Goway’s Koh Chang package (a 4-day adventure with prices that vary depending on the season) offers two categories: moderate and first-class. According to Vogl, this attracts a wide category of travelers, most who come delighted after having visited the island.

“After all,” he says, “this destination’s most appealing asset is its natural beauty.” Indeed, some have likened a trek on the island to being on the set of an adventure movie. Whether traveling on foot, bicycle or on the back of elephants, Koh Chang’s unspoiled beauty will unfold in myriad, unusual perspectives.

And very few outings are as exhilarating as exploring a Southeast Asian tropical paradise from the back of a lumbering elephant. Enter Ban Changthai, a Koh Chang tour operator that works exclusively with elephants and earmarks much of its profits for the preservation of the species. For about $30, Ban Changthai will take trekkers on elephants over mountains and rainforests and into pristine rivers where visitors have the rare opportunity to bathe alongside the beasts. The trip takes approximately two hours and is one of the most popular attractions in Koh Chang.

Here, you’ll find yourself crossing rubber plantations one moment and suddenly be magically surrounded by pomelo orchards the next. There are wild trails down valleys crisscrossed by rivers and an astounding variety of plants and wildlife on their banks.

A plus for travelers is that Koh Chang has no lack of accommodations. Here, modern, airy resorts are surrounded by banyan trees and wild orchids, and guests are greeted in the traditional and charming Thai gesture of clasped hands and lowered gaze.

One of the finest example of such sterling accommodations is The Dewa, a sprawling tropical wonderland abutting the Klong Prao beach on the island’s lee side. It offers 40 rooms, 17 villas and two grand villas measuring nearly 1,400 sq. ft. Rates at The Dewa run approximately $230 dbl for a standard room, to about $660 for a grand villa.

The resort’s two waterside restaurants and bar feature mouth-watering American, European and Thai specialties. In keeping with long-established Thai tradition, The Dewa has one of the finest spas in the area. It’s a sanctuary for the senses where holistic treatments, aromatherapy, body treatments, beauty care and, of course, classic Thai massages are de rigueur after a strenuous day at the beach or hiking in virgin rainforests.
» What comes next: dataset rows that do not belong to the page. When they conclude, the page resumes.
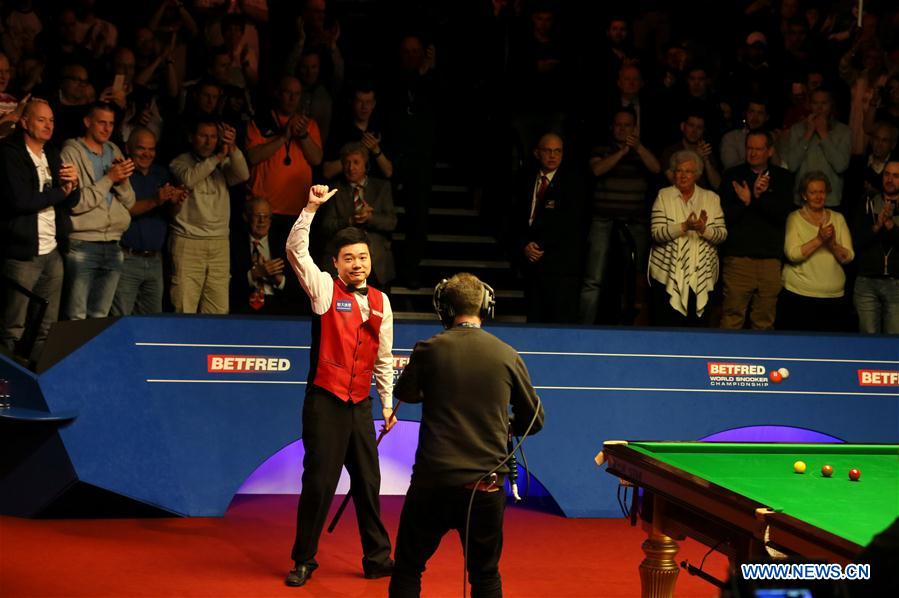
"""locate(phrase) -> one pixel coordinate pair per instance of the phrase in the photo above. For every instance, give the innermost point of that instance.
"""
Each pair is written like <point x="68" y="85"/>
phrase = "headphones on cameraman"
<point x="447" y="313"/>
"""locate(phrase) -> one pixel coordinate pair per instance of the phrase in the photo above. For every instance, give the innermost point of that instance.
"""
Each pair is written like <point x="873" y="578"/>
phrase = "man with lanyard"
<point x="351" y="339"/>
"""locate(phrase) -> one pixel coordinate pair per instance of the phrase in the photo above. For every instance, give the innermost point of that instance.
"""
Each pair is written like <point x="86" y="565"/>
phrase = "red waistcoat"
<point x="347" y="346"/>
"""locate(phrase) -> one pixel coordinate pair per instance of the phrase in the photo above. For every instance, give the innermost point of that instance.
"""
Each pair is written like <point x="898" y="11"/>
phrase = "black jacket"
<point x="757" y="230"/>
<point x="466" y="379"/>
<point x="21" y="199"/>
<point x="559" y="227"/>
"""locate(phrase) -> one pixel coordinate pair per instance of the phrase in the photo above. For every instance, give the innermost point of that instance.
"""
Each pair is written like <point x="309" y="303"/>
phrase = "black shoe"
<point x="299" y="575"/>
<point x="379" y="571"/>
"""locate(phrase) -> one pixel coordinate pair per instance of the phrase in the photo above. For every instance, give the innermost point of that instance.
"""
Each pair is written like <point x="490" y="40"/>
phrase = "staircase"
<point x="457" y="242"/>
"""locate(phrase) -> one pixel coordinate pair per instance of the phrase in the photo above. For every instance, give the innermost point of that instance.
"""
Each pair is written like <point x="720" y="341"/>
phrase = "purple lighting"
<point x="770" y="434"/>
<point x="280" y="473"/>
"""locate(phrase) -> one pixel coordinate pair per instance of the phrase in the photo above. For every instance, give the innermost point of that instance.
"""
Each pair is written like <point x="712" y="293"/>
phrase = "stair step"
<point x="461" y="212"/>
<point x="424" y="291"/>
<point x="420" y="315"/>
<point x="471" y="264"/>
<point x="440" y="238"/>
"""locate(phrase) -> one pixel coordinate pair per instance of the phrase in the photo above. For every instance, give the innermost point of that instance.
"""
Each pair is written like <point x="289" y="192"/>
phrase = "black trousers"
<point x="428" y="514"/>
<point x="338" y="433"/>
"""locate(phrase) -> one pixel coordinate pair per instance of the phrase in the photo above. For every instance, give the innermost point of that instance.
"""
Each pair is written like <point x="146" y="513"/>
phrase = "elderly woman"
<point x="365" y="202"/>
<point x="687" y="223"/>
<point x="817" y="244"/>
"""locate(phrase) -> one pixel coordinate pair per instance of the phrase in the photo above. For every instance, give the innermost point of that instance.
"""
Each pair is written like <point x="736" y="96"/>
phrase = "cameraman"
<point x="466" y="379"/>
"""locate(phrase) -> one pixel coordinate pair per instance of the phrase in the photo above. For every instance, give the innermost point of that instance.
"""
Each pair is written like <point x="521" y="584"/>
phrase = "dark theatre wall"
<point x="177" y="412"/>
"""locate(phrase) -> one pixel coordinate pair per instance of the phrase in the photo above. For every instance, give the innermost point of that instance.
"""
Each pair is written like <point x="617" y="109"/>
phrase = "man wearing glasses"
<point x="258" y="283"/>
<point x="548" y="234"/>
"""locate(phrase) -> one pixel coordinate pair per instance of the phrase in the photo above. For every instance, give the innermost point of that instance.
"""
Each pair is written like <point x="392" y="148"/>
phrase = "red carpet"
<point x="246" y="554"/>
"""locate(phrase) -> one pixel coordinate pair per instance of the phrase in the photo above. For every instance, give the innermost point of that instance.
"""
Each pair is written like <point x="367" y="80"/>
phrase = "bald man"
<point x="38" y="191"/>
<point x="548" y="233"/>
<point x="140" y="285"/>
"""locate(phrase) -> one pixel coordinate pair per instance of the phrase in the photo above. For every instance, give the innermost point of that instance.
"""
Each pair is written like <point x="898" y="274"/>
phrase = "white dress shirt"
<point x="320" y="288"/>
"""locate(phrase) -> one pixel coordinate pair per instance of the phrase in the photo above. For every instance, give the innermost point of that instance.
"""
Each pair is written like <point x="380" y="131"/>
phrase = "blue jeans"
<point x="92" y="274"/>
<point x="43" y="276"/>
<point x="598" y="241"/>
<point x="877" y="303"/>
<point x="140" y="286"/>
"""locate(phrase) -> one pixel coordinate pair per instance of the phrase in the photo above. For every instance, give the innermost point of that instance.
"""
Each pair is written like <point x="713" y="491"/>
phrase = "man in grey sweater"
<point x="94" y="259"/>
<point x="199" y="242"/>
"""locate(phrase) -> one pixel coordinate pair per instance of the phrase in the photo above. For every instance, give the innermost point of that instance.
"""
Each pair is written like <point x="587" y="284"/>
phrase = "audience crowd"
<point x="742" y="175"/>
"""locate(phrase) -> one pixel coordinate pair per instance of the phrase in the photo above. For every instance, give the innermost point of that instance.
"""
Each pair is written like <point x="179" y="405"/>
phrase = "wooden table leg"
<point x="658" y="571"/>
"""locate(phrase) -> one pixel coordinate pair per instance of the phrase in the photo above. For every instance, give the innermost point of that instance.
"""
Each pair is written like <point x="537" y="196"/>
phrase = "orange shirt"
<point x="285" y="186"/>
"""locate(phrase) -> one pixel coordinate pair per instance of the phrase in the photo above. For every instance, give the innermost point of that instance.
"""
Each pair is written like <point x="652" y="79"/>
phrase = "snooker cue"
<point x="346" y="499"/>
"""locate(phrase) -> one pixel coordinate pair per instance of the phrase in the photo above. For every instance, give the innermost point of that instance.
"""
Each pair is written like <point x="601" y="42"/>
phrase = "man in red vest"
<point x="352" y="337"/>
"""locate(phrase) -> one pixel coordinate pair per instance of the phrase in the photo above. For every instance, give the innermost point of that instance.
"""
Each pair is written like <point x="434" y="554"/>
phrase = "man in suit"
<point x="37" y="191"/>
<point x="367" y="203"/>
<point x="548" y="234"/>
<point x="258" y="282"/>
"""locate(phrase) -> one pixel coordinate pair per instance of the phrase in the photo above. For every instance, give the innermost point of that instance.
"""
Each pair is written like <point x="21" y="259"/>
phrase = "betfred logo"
<point x="735" y="369"/>
<point x="240" y="364"/>
<point x="399" y="363"/>
<point x="878" y="378"/>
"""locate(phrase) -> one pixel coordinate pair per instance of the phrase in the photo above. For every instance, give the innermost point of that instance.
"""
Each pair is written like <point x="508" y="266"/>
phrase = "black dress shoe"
<point x="299" y="575"/>
<point x="378" y="571"/>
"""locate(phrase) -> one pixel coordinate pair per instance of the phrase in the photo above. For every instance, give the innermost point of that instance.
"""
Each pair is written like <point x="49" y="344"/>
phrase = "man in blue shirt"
<point x="94" y="260"/>
<point x="141" y="282"/>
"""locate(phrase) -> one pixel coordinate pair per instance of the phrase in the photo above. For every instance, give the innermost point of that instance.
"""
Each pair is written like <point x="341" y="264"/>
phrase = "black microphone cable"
<point x="474" y="490"/>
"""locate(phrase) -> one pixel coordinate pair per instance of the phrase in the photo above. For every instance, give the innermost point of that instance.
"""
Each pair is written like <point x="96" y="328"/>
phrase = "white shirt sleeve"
<point x="317" y="284"/>
<point x="384" y="361"/>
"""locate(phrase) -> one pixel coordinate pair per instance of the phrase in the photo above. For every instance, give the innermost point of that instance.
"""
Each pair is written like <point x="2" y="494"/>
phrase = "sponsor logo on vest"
<point x="399" y="364"/>
<point x="237" y="364"/>
<point x="878" y="378"/>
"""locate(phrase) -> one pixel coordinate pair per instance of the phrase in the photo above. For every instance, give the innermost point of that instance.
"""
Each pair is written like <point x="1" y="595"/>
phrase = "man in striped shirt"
<point x="623" y="169"/>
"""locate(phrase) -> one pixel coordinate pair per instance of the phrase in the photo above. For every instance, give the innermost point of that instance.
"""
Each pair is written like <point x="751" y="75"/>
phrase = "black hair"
<point x="350" y="235"/>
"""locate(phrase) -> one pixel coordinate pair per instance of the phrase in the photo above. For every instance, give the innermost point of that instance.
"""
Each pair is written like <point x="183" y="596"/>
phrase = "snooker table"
<point x="745" y="500"/>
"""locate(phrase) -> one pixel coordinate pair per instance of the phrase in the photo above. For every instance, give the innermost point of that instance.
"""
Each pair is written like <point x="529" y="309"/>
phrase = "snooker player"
<point x="352" y="337"/>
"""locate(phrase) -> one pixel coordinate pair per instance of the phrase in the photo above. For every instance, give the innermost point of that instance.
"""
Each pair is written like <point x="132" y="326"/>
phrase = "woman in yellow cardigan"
<point x="817" y="245"/>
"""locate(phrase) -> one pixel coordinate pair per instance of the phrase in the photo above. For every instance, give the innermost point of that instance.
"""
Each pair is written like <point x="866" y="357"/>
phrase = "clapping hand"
<point x="885" y="218"/>
<point x="68" y="176"/>
<point x="318" y="195"/>
<point x="742" y="191"/>
<point x="371" y="142"/>
<point x="299" y="126"/>
<point x="121" y="169"/>
<point x="228" y="137"/>
<point x="533" y="252"/>
<point x="362" y="216"/>
<point x="761" y="184"/>
<point x="696" y="223"/>
<point x="826" y="233"/>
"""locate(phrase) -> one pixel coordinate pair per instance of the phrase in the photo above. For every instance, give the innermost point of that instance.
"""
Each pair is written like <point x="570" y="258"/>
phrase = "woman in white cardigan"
<point x="687" y="225"/>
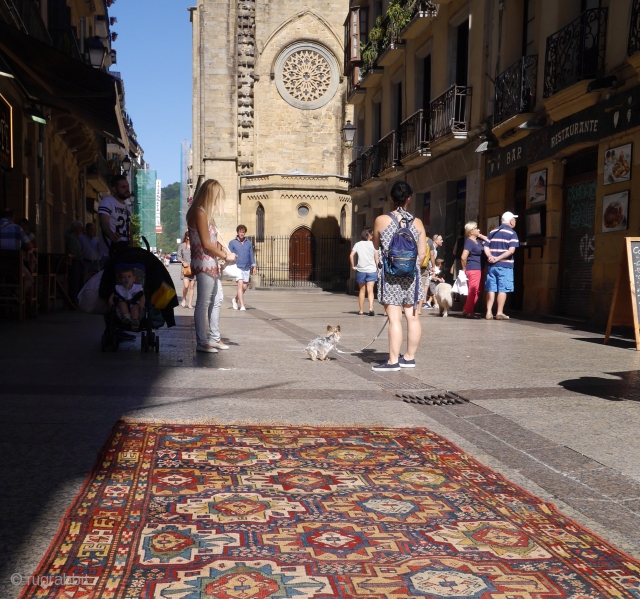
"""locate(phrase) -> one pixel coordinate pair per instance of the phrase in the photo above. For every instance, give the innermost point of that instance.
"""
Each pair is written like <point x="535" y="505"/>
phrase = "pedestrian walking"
<point x="471" y="260"/>
<point x="186" y="274"/>
<point x="205" y="251"/>
<point x="115" y="218"/>
<point x="398" y="293"/>
<point x="90" y="246"/>
<point x="246" y="264"/>
<point x="366" y="269"/>
<point x="426" y="272"/>
<point x="499" y="249"/>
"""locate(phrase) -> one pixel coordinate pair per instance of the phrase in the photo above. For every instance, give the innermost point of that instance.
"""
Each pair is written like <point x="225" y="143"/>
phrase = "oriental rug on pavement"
<point x="248" y="512"/>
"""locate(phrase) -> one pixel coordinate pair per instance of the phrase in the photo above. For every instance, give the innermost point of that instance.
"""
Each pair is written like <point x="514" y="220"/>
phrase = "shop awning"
<point x="60" y="81"/>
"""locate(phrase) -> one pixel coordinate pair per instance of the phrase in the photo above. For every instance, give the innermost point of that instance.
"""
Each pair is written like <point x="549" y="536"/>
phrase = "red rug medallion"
<point x="231" y="512"/>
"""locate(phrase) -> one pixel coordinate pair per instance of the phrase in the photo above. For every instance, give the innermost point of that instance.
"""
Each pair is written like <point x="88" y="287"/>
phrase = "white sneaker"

The growing number of resorts portents that Koh Chang’s tourist map is rapidly changing. Sure, the beaches are the main attraction, but visitors would be remiss not to see first-hand the ancient beauty of Thai rural life as exemplified in Salakkok, a water soaked village rising from the mangroves on the south side of the island where the relaxed atmosphere belies the arduous life of its residents who mostly live life as their ancestors did centuries ago.

Salakkok is perfect for those who come to Thailand to get a taste of local culture—Salakkok is the real thing. Most of the houses are built on stilts and there’s a row of modest restaurants on the canal banks where the delights of Thai food bloom as brilliantly as the wild orchids sprouting from the trunks of coconut palms all around. The dishes here aren’t for the fast-food crowd.

English is seldom heard and tourists are still considered a rarity here. You can rent a kayak or canoe (about $2 an hour) to explore the maze of canals that give the area the flavor of a primitive Southeast Asian Venice. It’s quite an experience to paddle to your heart’s content through channels and mangroves following water markers. More faint-hearted travelers can hire sampans propelled by expert paddlers using the typical Thai method of crossed oars.

Salakkok is a model for sustainable tourism (it won an award from TAT for eco-tourism), as villagers share profits from restaurants and other enterprises organized after the community recognized the feasibility of profiting from tourism with minimal harm to their habitat.